Bellamy hizo una mueca de desdén. Pero la presión en el cuello de Lexa remitió y el tentáculo la posó con suavidad en la piedra antes de retirarse al estanque. El orador hizo un ademán y Finn emergió, jadeando, con sangre burbujeando en los labios al susurrar…

—Lexa, por favor.

… antes de volver a hundirse de golpe en la sangre.

—Bellamy, Octavia y tú tenéis que salir de aquí.

—¿Y adónde vamos a ir? —espetó él—. Ha surgido una traición en nuestro seno. A buen seguro, los Luminatii conocen la posición de todas las capillas desde aquí hasta Tumba de Dioses a estas alturas.

—Pero no significa que las hayan atacado todas. Lo más seguro es que no lo hayan hecho para no revelar su jugada.
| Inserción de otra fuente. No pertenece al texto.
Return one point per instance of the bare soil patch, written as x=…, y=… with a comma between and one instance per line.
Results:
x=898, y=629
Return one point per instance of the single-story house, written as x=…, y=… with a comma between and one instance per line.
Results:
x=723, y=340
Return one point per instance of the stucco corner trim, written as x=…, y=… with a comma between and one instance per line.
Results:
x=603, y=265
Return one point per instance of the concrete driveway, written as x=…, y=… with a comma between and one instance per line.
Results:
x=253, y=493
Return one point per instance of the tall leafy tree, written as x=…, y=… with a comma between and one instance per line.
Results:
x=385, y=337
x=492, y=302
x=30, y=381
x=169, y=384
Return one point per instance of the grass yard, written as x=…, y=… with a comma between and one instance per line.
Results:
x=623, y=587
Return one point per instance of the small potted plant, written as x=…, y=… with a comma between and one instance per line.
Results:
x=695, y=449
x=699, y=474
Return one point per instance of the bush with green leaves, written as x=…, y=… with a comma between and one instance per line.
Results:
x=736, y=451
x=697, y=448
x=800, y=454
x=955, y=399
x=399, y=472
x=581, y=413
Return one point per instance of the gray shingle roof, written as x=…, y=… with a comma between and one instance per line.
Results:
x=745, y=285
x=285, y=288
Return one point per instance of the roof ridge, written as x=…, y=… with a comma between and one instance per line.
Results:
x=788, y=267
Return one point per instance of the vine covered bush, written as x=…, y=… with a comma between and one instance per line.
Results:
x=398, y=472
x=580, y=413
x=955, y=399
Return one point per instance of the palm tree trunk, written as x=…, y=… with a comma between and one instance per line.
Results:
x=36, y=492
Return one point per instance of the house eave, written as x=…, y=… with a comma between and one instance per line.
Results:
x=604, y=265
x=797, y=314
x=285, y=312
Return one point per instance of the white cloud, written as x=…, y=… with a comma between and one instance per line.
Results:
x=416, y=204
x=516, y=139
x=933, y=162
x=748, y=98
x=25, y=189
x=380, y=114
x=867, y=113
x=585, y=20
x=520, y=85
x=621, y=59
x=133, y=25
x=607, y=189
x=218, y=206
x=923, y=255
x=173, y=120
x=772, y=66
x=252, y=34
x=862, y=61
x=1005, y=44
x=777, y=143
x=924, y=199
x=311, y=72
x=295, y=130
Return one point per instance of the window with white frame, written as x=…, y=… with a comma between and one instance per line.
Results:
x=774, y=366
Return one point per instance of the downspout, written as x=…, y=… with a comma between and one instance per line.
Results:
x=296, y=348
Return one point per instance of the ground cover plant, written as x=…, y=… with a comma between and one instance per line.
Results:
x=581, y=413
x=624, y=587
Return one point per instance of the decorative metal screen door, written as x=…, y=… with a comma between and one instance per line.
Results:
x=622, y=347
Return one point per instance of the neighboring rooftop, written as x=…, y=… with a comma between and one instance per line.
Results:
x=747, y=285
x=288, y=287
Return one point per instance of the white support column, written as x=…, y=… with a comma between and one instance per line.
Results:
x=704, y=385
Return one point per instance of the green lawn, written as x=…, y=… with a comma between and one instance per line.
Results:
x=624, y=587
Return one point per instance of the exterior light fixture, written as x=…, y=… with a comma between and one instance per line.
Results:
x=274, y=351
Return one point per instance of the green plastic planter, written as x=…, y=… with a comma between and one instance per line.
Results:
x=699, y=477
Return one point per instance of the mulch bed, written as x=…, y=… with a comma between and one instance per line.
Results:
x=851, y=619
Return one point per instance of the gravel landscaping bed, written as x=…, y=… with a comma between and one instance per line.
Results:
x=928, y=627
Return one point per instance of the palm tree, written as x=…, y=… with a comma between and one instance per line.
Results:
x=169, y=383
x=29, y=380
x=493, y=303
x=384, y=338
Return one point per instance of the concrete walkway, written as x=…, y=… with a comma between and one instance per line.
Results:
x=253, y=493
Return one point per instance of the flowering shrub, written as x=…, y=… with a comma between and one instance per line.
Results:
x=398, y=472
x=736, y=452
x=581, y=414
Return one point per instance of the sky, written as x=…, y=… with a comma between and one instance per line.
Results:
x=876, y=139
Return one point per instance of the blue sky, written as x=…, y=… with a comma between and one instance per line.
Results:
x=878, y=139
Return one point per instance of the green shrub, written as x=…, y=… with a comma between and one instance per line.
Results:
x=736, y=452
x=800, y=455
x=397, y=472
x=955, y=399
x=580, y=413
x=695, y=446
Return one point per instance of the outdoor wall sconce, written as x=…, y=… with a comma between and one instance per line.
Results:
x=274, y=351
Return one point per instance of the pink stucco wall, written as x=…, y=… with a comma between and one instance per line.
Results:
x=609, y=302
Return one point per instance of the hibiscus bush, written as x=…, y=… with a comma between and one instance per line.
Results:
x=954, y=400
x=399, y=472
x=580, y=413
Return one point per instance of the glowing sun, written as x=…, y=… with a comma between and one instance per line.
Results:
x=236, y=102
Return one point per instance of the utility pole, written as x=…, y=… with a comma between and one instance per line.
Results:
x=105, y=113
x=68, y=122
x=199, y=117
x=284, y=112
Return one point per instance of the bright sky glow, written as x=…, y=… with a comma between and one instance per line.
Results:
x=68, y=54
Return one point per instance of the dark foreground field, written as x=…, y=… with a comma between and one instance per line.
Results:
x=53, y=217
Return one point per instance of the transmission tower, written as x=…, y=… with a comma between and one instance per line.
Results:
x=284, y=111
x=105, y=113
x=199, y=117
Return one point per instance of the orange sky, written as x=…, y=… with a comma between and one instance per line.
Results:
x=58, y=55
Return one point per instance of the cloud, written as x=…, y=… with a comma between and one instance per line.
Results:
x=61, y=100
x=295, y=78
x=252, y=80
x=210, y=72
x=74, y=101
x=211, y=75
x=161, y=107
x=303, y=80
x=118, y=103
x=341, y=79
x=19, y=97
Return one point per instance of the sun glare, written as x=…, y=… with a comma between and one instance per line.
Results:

Mi señor Kane es el premio, y hay que impedir que lo lleven a Tumba de Dioses. Si tú no estás, solo les queda una ruta para volver a la civilización.

—Los Susurriales —dijo Bellamy.

—Exacto. Así que deja de dar por culo y lárgate de aquí.

—¿Y qué harás tú, pequeña tenebra? ¿Destruir un ejército tú sola?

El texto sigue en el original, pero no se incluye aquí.